Jesus came into the world to take on himself the death and judgement that
we deserve, so we could be forgiven and rescued from hell. That's what happened when he died on the cross. Because he was God, he'd never sinned. Because he'd become man, he could take our place, face our judgment. So sins have been punished. He has paid. And sinners, such as you and me, can be forgiven if we trust in him. On one Christmas card I received last year was this 2 line poem: “He came to pay a debt he did not owe, because we owed a debt we couldn’t pay.” That’s exactly right. That’s what the cross achieved. So to go back to v7:
Jesus considered himself our servant: He whom we should rightfully serve came to serve us. He didn’t consider serving us as beneath him. And (v8) Jesus considered himself God’s servant: he became ‘obedient to death – even death on the cross.’ He didn’t consider that God’s plan of salvation was asking too much of him; he didn’t obey so far, but no further. Not what I will, but what you will, he prayed. Another Christmas card put it like this:
The God of the Universe invaded history as a tiny baby…for us.
He traded the beauty of heaven for a humble manger…for us.
He exchanged his glory at the Father’s side for humiliation upon the cross…for us.
He defeated death so we could live for eternity with him. Why?
Because he was, and is, passionate about a relationship…with us!

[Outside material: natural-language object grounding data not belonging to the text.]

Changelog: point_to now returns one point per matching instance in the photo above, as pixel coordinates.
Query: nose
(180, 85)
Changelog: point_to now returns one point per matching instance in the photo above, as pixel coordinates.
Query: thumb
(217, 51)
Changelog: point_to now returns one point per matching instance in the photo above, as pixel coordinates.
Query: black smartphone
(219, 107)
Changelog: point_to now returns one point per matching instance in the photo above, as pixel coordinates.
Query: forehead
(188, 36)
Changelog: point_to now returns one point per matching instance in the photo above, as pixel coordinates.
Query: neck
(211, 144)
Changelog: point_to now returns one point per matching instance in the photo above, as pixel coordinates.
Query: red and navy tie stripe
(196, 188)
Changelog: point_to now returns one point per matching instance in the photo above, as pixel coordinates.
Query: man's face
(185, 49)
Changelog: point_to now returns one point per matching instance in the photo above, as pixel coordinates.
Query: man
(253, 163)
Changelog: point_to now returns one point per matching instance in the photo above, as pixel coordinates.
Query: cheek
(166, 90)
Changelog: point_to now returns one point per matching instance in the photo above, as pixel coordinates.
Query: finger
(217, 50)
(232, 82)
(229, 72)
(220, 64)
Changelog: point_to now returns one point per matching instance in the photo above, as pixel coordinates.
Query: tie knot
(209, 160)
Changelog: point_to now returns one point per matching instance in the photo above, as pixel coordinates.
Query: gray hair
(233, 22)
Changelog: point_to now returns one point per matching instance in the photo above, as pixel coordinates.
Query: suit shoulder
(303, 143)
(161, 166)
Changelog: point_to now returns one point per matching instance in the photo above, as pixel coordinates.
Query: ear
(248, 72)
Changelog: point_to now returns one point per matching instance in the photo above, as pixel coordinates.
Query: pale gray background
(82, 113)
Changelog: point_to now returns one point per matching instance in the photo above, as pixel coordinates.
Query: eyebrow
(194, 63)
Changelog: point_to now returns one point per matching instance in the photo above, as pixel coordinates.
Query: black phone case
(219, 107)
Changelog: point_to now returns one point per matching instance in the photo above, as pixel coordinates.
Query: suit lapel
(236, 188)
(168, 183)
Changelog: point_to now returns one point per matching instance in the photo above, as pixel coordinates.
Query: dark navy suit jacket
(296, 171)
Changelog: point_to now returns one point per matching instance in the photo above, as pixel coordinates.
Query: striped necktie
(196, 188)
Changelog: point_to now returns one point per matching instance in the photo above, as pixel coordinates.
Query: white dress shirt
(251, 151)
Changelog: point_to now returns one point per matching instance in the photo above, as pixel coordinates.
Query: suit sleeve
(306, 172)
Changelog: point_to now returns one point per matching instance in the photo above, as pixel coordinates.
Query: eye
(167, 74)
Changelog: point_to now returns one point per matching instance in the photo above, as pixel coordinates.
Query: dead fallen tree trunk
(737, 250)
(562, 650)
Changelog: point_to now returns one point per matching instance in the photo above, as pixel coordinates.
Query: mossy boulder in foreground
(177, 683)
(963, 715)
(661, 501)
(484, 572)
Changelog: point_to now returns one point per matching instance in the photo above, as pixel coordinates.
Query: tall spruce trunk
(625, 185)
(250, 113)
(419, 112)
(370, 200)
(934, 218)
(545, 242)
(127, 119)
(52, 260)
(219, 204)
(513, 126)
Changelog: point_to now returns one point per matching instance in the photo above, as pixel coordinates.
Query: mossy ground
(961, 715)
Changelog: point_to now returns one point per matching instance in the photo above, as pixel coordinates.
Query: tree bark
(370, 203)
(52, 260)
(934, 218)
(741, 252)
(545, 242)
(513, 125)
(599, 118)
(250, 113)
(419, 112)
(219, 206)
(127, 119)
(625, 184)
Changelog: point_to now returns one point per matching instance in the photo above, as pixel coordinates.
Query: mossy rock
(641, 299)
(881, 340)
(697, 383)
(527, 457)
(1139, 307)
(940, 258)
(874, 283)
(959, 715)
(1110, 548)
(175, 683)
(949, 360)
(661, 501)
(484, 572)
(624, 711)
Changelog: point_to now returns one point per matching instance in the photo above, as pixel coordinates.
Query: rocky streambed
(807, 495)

That’s the amazing love Jesus Christ has for you. That’s what he willingly gave up and did for you. Will you respond by humbling yourself and confessing that Jesus Christ is Lord and God and so have hope or will you refuse and have no hope? For one day we’ll all confess that he’s Lord whether willingly or not. Look at v9-11:
9Therefore God exalted him to the highest place and gave him the name that is above every name,
10that at the name of Jesus every knee should bow,
in heaven and on earth and under the earth,
11and every tongue confess that Jesus Christ is Lord,
to the glory of God the Father.
But maybe someone’s thinking. “I’m pleased that you believe this Jesus helps you. But it’s not for me. I don’t need Jesus.” But I have to insist that the Jesus of the Bible, the only Son of God, the one whom I know as my Lord isn’t some sort of personalised therapy. The Jesus I’m talking about made you. You owe him. And one day you’ll have to give an account of your life to him. Every knee will bow to him sooner or later, whether in joy or shame and terror. Here Paul is not teaching us about a Jesus who is domesticated, easily marginalised, psychologically privatised, remarkably sanitized, and merely personal. He is one with God, yet he died on the cross in your place and mine to redeem us to himself and rose from the dead, proving who he is. God exalted him to the highest place and gave him the name that is above every name. He is Lord of all. He is coming again as Judge of all. Before he comes again, before it’s too late how are we to respond to him? We are to respond to him in faith and obedience, having the same attitude as him, to the glory of God the Father. The only Son of God is the only way to God. And because he’s fully man and fully God and was tempted in every way, just as we are – yet was without sin, he’s then able to sympathise with our weaknesses and give to us the help we need to live for him. Who needs to hear that and go to him today and in the week ahead?